Peripheral neuropathy Flashcards
Peripheral neuropathy
- disturbance in function of one or more peripheral nerves
- motor, sensory, autonomic nerves or mixture of any of above can be affected
- clinically see mixed deficits
- sensory nerves are the first ones to be affected
Classification of peripheral nerve lesions
- bases on number and pattern of nerves involved
- mononeuropathy simplex
- mononeuritis multiplex
- polyneuropathy (axonal and myelinopathies)
Mononeuropathy simplex
- focal involvement of a single nerve
- due to trauma, compression, or entrapment
- most often entrapment (soft tissue around it trap it )
- usually unilateral
Common entrapment neuropathies
- media
- ulnar
- facial (Bell palsy)
- Radial
- Peroneal
- Posterior tibial
- Femoral
- Lateral femoral cutaneous nerve
Median neuropathy
- AKA: carpal tunnel syndrome
- most common mononeuropathy
- compression of the median nerve as it passes through the carpal tunnel
Median neuropathy symptoms
- pain and parasthesias in distribution median nerve-thumb, middle and 1/2 ring finger
- more at night
- weakness later symptoms
- parasethsias: numbness, tingling, but also can be pain and burning
Median neuropathy exam, testing, tx
exam: decreased sensation in thumb, index, middle, and 1/2 ring finger, weakness & wasting abductor pollicis brevis & opponens pollicis
- testing: slowed nerve conduction tests
- tx: splint (at night), injection (steroids - only last 6 months), surgery
- if they can shake their hand and it makes the numbness better it will most likely be carpal tunnel.
Ulnar neuropathy
- most often trapped at below: pain & parasthesias along ulnar border hand and 5th finger, worse with elbow flexion, weak adductor pollicis, often due to external compression
- tx: can split, but if bad need to surgically transpose nerve
Radial neuropathy
- from pressure from crutches in axilla, or falling alseep on arm
- motor deficit: wrist drop and lack of supination (waiter’s tip palsy, Erb’s palsy)
Peroneal nerve neuropathy
- from trauma or pressure at knee over head of fibula
- too tight LE cast is most common cause
- clinically can’t extend foot or evert foot
- brace foot and support until gets better
Posterior tibial neuropathy
- AKA tarsal tunnel
- analogous to carpal tunnel, but trapped behind medial malleolus
Lateral femoral cutaneous neve
- AKA: meralgia paresthetica
- supplies sensation to outer part of thigh
- from compression of nerve as it passes through inguinal canal
- common in pregnancy or obesity
Mononeuritis multiplex
- simultaneous or sequential loss of non contiguous nerve trunks
- noncontinguous important b/c means systemic process as opposed to local/mechanical process
- clinically get deficit attributable to involvement of one or more isolated nerves (a bunch of mononeuropathies put together)
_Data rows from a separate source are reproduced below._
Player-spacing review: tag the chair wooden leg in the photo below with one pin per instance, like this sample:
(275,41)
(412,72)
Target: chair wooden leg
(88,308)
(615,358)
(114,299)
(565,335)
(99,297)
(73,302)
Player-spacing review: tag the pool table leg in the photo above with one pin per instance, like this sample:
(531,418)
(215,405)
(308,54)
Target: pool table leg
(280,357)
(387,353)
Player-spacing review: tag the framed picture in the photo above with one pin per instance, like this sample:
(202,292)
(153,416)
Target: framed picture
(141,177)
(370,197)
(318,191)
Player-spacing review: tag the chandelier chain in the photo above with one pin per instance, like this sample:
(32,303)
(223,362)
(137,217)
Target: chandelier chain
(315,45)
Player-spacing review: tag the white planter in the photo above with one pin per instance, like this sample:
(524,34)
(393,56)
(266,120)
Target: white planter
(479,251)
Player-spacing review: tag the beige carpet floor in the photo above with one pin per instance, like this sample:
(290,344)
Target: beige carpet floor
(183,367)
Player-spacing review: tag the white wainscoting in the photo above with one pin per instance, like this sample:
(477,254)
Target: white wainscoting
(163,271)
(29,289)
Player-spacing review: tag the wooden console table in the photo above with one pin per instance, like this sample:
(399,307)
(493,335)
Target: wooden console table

- more than one compression = systemic process
Mononeuritis multiplex causes
- infarction of multiple nerve
- DM
- hypothyroidism
Mononeuritis multiplex pathology
- cell mediated immunity and immune complex deposition are most common and serious cause
- diabetes can also cause b/c underlying nerve dysfunction makes susceptible to multiple compression neuropathies
Mononeuritis multiplex history/presentation
- step wise loss in discrete nerve distribution
- weakness is a major feature (along w/ sensory sx)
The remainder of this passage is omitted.